Using threat response techniques to bring things back to normal is the benchmark of what SOC-as-a-service is. An effective response effort should restore the network to its pre-attack state.
Benefits of using a SOC
Historically, implementing a SOC can provide businesses with the following general benefits:
- Constant monitoring. Since businesses spend more time on the cloud now than ever before, attackers have more of an opportunity to compromise data. Threat detection is becoming a 24/7/365 job to keep your infrastructure protected. A SOC will keep your threat detection working around the clock to single out cyberattack tactics, techniques, and procedures (TTPs).
- Minimize threat impact. As mentioned earlier, the financial impact of a serious attack can be devastating. Using a SOC can directly affect the cost of cyberattacks by reducing dwell time. This is the amount of time an attacker stays in your system undetected.

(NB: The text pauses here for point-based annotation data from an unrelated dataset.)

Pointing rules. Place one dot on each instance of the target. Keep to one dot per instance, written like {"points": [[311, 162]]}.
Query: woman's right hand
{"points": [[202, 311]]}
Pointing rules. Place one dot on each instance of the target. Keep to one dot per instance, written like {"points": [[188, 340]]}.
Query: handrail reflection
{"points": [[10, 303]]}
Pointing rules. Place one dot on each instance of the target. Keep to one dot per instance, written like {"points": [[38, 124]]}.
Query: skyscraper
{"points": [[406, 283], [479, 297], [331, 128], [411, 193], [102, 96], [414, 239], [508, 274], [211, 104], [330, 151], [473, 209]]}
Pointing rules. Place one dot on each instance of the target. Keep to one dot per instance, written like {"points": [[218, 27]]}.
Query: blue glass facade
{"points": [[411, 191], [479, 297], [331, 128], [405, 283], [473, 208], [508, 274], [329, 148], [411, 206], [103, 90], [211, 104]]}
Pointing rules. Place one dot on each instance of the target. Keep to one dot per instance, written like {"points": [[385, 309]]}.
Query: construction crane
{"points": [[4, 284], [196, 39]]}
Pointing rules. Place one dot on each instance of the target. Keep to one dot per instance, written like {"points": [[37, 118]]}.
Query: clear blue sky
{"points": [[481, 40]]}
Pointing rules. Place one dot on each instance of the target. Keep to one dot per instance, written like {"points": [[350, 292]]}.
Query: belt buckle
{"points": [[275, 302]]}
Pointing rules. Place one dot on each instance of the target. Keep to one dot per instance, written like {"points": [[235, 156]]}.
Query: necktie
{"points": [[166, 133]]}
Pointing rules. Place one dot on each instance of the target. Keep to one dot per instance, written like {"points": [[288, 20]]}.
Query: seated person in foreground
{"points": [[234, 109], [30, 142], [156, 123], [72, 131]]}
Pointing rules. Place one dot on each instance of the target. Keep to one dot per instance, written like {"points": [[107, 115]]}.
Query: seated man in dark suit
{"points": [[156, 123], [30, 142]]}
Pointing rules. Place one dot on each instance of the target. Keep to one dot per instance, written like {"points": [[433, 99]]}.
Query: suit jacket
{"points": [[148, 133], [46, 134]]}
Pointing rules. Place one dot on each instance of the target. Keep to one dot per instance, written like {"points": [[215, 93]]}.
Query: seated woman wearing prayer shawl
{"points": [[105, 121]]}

Where dwell time may typically be months, implementing an effective SOC may reduce that time to minutes.
- Airtight cybersecurity. MSPs generally have a library of tools and third-party vendors to work with. These partners will provide things like firewalls, DNS, email security, and EDR. Clients can add these tools to the internal security stack they already use to provide even more layers of cybersecurity coverage.
Difficulties with building your own SOC
Experts within the cybersecurity industry cite a few commonly held limitations to effectively implementing a SOC. These limitations are:
- Overhead costs. Many companies use a variety of tools to provide their SOC team with the necessary data. Sometimes, these tools exist in their own environment, requiring translation and interpretation across platforms and policies. This can cause security operations to become costly and complicated.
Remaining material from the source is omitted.